2. The method for rapid preparation of battery-grade iron phosphate by microwave heating according to claim 1, characterized in that, The iron powder mentioned in step (1) has an iron content of more than 99.0% and a particle size between 200 and 500 mesh; the phosphoric acid is food-grade phosphoric acid with a phosphorus pentoxide content of more than 85%.
3. The method for rapid preparation of battery-grade iron phosphate by microwave heating according to claim 1, characterized in that, In step (1), the reaction temperature of the iron powder and phosphoric acid solution is controlled at 50~60 ℃, and the molar ratio of iron powder and phosphoric acid is controlled at (0.9~1.5):
1.
4. The method for rapid preparation of battery-grade iron phosphate by microwave heating according to claim 1, characterized in that, Fe in the filtrate collected in step (2) 2+ The molar ratio of feed to oxidant is (0.4~1):1, and the stirring rate is controlled at 500~800 r / min during the reaction.
5. The method for rapid preparation of battery-grade iron phosphate by microwave heating according to claim 1, characterized in that, In step (2), steam, circulating hot water, or heat transfer oil are used for heating, and the temperature is kept constant within the range of 70~80℃.

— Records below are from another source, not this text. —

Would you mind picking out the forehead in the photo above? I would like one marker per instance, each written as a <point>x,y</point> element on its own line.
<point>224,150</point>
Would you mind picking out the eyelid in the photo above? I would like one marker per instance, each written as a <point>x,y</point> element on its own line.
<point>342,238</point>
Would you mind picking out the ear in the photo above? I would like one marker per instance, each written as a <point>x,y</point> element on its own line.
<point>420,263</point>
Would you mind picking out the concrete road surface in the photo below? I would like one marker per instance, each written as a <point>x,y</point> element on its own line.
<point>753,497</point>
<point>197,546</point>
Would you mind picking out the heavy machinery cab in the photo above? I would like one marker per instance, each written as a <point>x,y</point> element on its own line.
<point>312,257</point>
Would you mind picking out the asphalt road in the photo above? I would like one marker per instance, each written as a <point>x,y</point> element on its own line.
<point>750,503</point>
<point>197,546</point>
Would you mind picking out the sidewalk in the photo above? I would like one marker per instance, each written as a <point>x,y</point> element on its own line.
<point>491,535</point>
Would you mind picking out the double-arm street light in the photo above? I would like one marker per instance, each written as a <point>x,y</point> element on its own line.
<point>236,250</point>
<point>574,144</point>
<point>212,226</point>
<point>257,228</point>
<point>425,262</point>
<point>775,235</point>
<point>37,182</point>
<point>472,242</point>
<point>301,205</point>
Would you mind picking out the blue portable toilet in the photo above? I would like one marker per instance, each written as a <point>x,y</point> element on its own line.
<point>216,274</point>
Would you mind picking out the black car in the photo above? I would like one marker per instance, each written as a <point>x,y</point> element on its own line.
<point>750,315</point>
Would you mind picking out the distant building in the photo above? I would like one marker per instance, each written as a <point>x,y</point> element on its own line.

6. The method for rapid preparation of battery-grade iron phosphate by microwave heating according to claim 1, characterized in that, The filter cake after pressing in step (4) is conveyed to the microwave drying reaction chamber by a conveyor belt. The temperature of the microwave drying reaction chamber is controlled at 120~150 ℃. In step (5), the calcination temperature is set to 450~700 ℃ and the calcination time is 3~5 h.